The last ‘worst winter’: How digital health technology can end the annual NHS crisis
This time last year, the NHS was bracing itself for the worst winter on record as the COVID-19 pandemic and its knock-on impacts dragged on1. We’d hoped we would end 2022 in a better position, but this is not the case.
As we approach the end of 2022, things are set to be even worse. Soaring cases of respiratory infections including flu, COVID and RSV threaten what is being referred to as a 'tripledemic', which will only compound the pressure on an already struggling NHS.
Combine this with the cost of living crisis which is damaging people’s health, squeezed budgets, staffing shortages and a demoralised NHS workforce and you have the perfect storm for a winter from hell. It comes as no surprise that nurses are striking across England, Northern Ireland and Wales in December due to the pressure of their workload and pay2.
It is glaringly apparent that our healthcare system is struggling to cope with demand and, as a result, services are crumbling. People with chronic conditions are much more susceptible to other infections in winter, especially if they are elderly or frail.
As a result, hospital beds are maxed out which means there’s no room for new patients from A&E. Consequently, people are being turned away and sent to other centres, which only delays treatment and leads to worse outcomes. The knock-on effects are like dominoes falling and now we have reached a crisis situation that’s costing health, money and lives.
Working in the NHS, we always accept that winter is a difficult time, but it’s steadily getting worse. This is simply not sustainable and has a huge human and societal cost.
Something has to change.
Putting virtual wards to work
At Huma, we’re building the evidence to show why digital health technology is the solution that’s urgently needed to relieve the pressures on the NHS by saving time, increasing clinical capacity and helping deliver better care.
One key example is virtual wards, which are a top Government priority to alleviate the winter pressure and are being rolled out across the country3.
Huma’s hospital-at-home platform has already improved efficiency in the NHS and has proven to almost double clinical capacity4. According to research, our remote patient monitoring system requires 40% less time to review patients, which helps relieve the pressure on overwhelmed nurses and clinicians5.

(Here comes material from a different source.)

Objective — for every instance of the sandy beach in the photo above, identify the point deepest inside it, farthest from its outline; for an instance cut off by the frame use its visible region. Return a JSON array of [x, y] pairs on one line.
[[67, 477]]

Virtual wards can also significantly improve patient outcomes and save lives. One recent study found that COVID-19 patients who used Huma’s app to monitor their health status had a 3-4 times lower mortality rate and shorter duration of hospitalisation than those who didn’t use it6.
Cutting waiting lists and workloads
Digital health technology helps to ensure that people whose health is deteriorating get timely access to the care they need, while freeing up precious appointments that aren’t needed by those whose health is stable.
In one study, we collaborated with Royal Brompton and Harefield hospitals who used Huma’s technology to remotely monitor cardiac surgery patients and identify those at risk of deteriorating. Out of 525 patients, over 9% were flagged as high risk and as a result, almost 90% of those who were deteriorating were prioritised for earlier life-saving surgery, illustrating the crucial role of digital tools in modern healthcare7.
In another study with Welsh health boards, Huma’s remote monitoring app was evaluated in patients with heart failure. The results showed more than 80% reduction in the time needed to optimise patients’ medications (34 days compared vs 6-8 months national average) and a 19% drop in the number of outpatient appointments. What’s more, 10% of patients avoided readmission to hospital following discharge8.
One of the main reasons behind this growing body of evidence is the fact that remote patient monitoring enables better communication between patient and the care team. In some cases, over 80% of instances where patients have had their care escalated has been as a result of the app9. This shows how problems can be dealt with in a more timely and proactive way before they get worse.
Time for a change
Winter comes around every year and as the population grows and ages, the pressure on the NHS will only increase. We must now focus on improving efficiency so that we can cope with these growing demands.
To address the NHS shortcomings, we need to work smarter and more efficiently. Although there is no single solution, digital health technology has the power to make a huge difference across many areas as demonstrated.
An accumulating body of research is proving that health technology can ease the pressures on healthcare workers and provide better care and outcomes for patients. Most importantly, it can save time and valuable resources by freeing up clinicians, nurses and other healthcare workers from routine tasks so that they can focus on treating the patients who need care the most.
It’s a no-brainer that we should be using digital health solutions. The healthcare workforce and Huma are more than ready to deliver on this, but it is now up to the NHS to implement them as quickly as possible. This should be the last ‘worst winter’ - it’s time to change things for the better.